Muddoggs is in a former Gondolier on West End Avenue in Farragut. The Spouse and I arrived to find a mostly empty dining room, although we spotted a few patrons at the bar and out on the patio dining area.

As mentioned, Cajun and seafood cuisine are Muddoggs’ raison d’étre, and we found plenty of both on the menu. We ordered some Bayou Gator Bites from an appetizer menu that also features oysters on the half shell, baked crab and oyster fondue, and peel-and-eat Cajun boil shrimp.

We thought the breaded and deep-fried gator nuggets were quite good—spicier and crispier than the ones we recently had at Uncle Buck’s. We also started with a square of cornbread that was likewise spicy though on the dry side.

In the soup department, you can get seafood gumbo and chicken-and-sausage gumbo, while house specialties include chicken-and-sausage jambalaya, shrimp Creole and crawfish etoufee. The Spouse got the red beans and rice ($12), which is made with Cajun sausage and served over a bed of rice.

I stayed in the seafood section of the menu, which offers several fried seafood plates as well as four different boil pots—Cajun, crab, shrimp and crawfish. We were told the crawfish were out of season, which also ruled out the Cajun pot, so I got the crab boil pot ($25), which has snow crab clusters, gulf shrimp, Cajun smoked sausage, red potatoes and corn on the cob.

Other sections of the menu feature fried chicken, grilled chicken, a flatiron steak and a half-dozen po’ boy and other sandwich options.

Both our meals came with a house salad, which was a fresh, visually appealing presentation of mixed lettuce and generous veggie toppings.
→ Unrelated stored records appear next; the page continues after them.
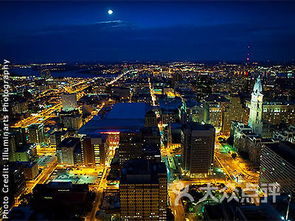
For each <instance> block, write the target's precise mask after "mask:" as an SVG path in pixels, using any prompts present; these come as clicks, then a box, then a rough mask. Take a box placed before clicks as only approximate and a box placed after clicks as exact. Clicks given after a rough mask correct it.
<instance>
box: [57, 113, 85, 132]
mask: <svg viewBox="0 0 295 221" xmlns="http://www.w3.org/2000/svg"><path fill="white" fill-rule="evenodd" d="M59 118H60V122H61V123H62V124H63V126H64V127H65V128H68V129H70V130H79V129H80V128H81V127H82V125H83V122H82V115H81V114H80V113H79V111H78V110H73V111H62V112H60V113H59Z"/></svg>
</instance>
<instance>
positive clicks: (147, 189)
mask: <svg viewBox="0 0 295 221" xmlns="http://www.w3.org/2000/svg"><path fill="white" fill-rule="evenodd" d="M121 174H122V177H121V181H120V189H119V191H120V205H121V220H126V221H127V220H128V221H131V220H144V221H145V220H166V217H167V215H166V210H167V172H166V167H165V164H164V163H156V162H153V161H148V160H131V161H128V162H127V163H126V164H125V166H124V167H123V168H122V171H121Z"/></svg>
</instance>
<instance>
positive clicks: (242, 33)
mask: <svg viewBox="0 0 295 221" xmlns="http://www.w3.org/2000/svg"><path fill="white" fill-rule="evenodd" d="M109 9H111V10H113V14H112V15H109V14H108V13H107V11H108V10H109ZM0 24H1V29H0V58H2V59H3V58H7V59H10V60H11V61H12V62H14V63H34V62H59V61H65V62H121V61H130V62H133V61H143V62H145V61H201V62H209V61H228V62H244V61H245V60H246V56H247V53H248V49H247V47H248V45H250V53H251V55H250V58H251V61H261V62H264V61H268V60H269V61H272V62H294V61H295V3H294V2H293V3H292V2H284V3H279V2H256V3H255V2H240V3H232V2H209V3H205V2H187V3H180V2H174V3H166V2H162V3H160V2H158V3H138V2H128V3H122V2H120V3H119V2H116V3H115V2H114V3H107V2H104V3H99V2H84V3H83V2H18V3H17V2H15V3H8V2H6V3H5V2H1V3H0Z"/></svg>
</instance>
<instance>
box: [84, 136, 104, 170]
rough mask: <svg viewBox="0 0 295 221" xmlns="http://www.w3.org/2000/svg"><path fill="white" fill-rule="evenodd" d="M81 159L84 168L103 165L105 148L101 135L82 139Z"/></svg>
mask: <svg viewBox="0 0 295 221" xmlns="http://www.w3.org/2000/svg"><path fill="white" fill-rule="evenodd" d="M82 158H83V162H84V165H85V166H90V167H92V166H99V165H104V164H105V160H106V146H105V141H104V139H103V138H102V137H101V135H95V136H94V135H92V136H85V137H83V138H82Z"/></svg>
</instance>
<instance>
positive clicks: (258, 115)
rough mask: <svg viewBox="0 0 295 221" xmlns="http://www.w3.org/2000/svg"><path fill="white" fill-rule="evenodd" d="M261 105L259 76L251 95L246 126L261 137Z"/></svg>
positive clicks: (261, 113)
mask: <svg viewBox="0 0 295 221" xmlns="http://www.w3.org/2000/svg"><path fill="white" fill-rule="evenodd" d="M262 105H263V94H262V84H261V80H260V76H258V78H257V79H256V82H255V85H254V88H253V92H252V94H251V104H250V115H249V121H248V125H249V126H250V127H251V128H252V130H253V131H254V133H256V134H258V135H261V133H262V125H263V124H262Z"/></svg>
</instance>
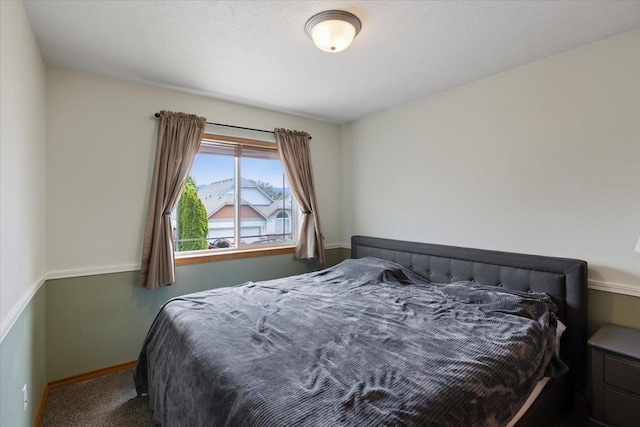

The red beans and rice meal was very enjoyable, although there was only a token embellishment of sausage. My boil pot was served in a large beer bucket, which contained three crab clusters with a few legs each, two shrimp, one short section of sausage and the aforementioned vegetables. All the items tasted as fresh as inland seafood can get, and the presence of Cajun spices was constant. Having already noshed on cornbread, gator bites and salad, we went “halvsies” with our entrees to save room for a decent deep-fried cheesecake.

My main issue was with price and value. Our meal for two (including tax, tip) totaled close to $70, which I thought was steep. Our entrees alone were $37 and consisted mostly of a modest serving of beans and rice, a few crab legs, two shrimp and a small section of sausage. On the plus side, the service was very solid and the food was enjoyable in the eating. But hopefully, Muddoggs will find a way to put a cap on their prices in the near future.